Notably, the broader crypto market has experienced sustained downturns since the fourth quarter of 2025, losing $1.9 trillion in valuation within this period despite the recent recovery effort. Amid the onslaught, $XRP has recorded steep declines, with $131 billion lost from its market value since the July 2025 peak.
However, while panic has dominated the scene, an $XRP community figure and crypto educator has suggested that the downturn may be presenting a good buy opportunity. According to him, declines amounting to 70% have historically marked profitable accumulation positions for $XRP.
Key Points
- The global crypto market cap has lost $1.9 trillion since Q4 2025, and $XRP has not escaped the downturn, down by $131 billion since its July 2025 peak valuation.
- $XRP’s price has dropped from $3.6 in July 2025 to the current position of $1.39, but a recent commentary suggests that this could be a golden opportunity.
- A known crypto educator stressed that each 70% crash for $XRP, which occurred during the drop from $3.6 to $1.1, has proven to be a profitable accumulation position.
- $XRP would have to rise 163% from the current level to reclaim its $3.6 all-time high and become a profitable investment for holders who bought at that price.
$XRP’s 70% Crash
This recent suggestion came from Sir Rob Art, an $XRP community figure, as he maintains a bullish stance despite the current market turbulence. For context, after reaching the $3.6 peak in July 2025, $XRP recorded a pullback and fluctuated between $2.8 and $3.1 by October.
However, after the Oct. 10 crash that pushed prices below $2.5, the broader crypto market entered a downtrend phase, and $XRP collapsed further. Since then, $XRP has recorded six consecutive monthly losing candles, down nearly 62% from its peak of $3.6 in July 2025.
Notably, $XRP had collapsed to a multi-month low of $1.1 on Feb. 6 in the aftermath of the Feb. 5 market crash. This bottom represented a near 70% crash from the $3.6 high. It is from this level that Rob believes $XRP has the potential to recover.
Good Buy Opportunity?
In his commentary, Rob called attention to the 70% decline from $3.6 to $1.1 by Feb. 6. Citing this drop, he stressed that it marked a good time to start accumulating more $XRP tokens.

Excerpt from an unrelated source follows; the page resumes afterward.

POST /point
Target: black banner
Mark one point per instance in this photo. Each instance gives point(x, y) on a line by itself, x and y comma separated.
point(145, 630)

Notably, at the $1.1 price, investing $10,000 in $XRP would have bought 9,090 tokens, much more than 2,777 tokens at the $3.6 peak.
At such low prices, investors have the opportunity to procure more tokens for less before the market eventually recovers. Notably, $XRP has already recovered slightly from the $1.1 low, up 26% from this level. Nonetheless, pundits like Rob still believe the current position presents a good opportunity.
$XRP Historical Data
According to Rob, $XRP’s historical data shows that crashes of up to 70% have mostly been profitable, as $XRP has always recovered from these declines. He stressed that he has already begun a dollar-cost averaging (DCA) plan.
Notably, data confirms his thesis. Specifically, after $XRP collapsed 68.42% from $0.0095 in October 2016 to $0.003 by January 2017, the recovery that followed pushed prices from $0.0056 in March 2017 to $0.3989 by May of that year.
Meanwhile, $XRP again dropped 69.92% from the $0.3989 peak to a low of $0.1270 the next month. What followed was another rebound four months later, pushing prices from $0.2350 in December 2017 to $3.31 in January 2018, a massive 1,308% rise within a month.
$XRP also saw a sharp 68% drop from $0.91 to $0.29 on the back of the Terra ecosystem collapse in 2022. The recovery for this drop took longer, about 2 years. However, when it eventually arrived in November 2024, $XRP rose from $0.5 to $3.6 by July 2025.
Now, a 70% crash has occurred from the $3.6 peak. While historical data indicates that $XRP has the potential to stage a recovery campaign, it is important to note that past successes do not guarantee future results. As a result, investors should not take this commentary as investment advice.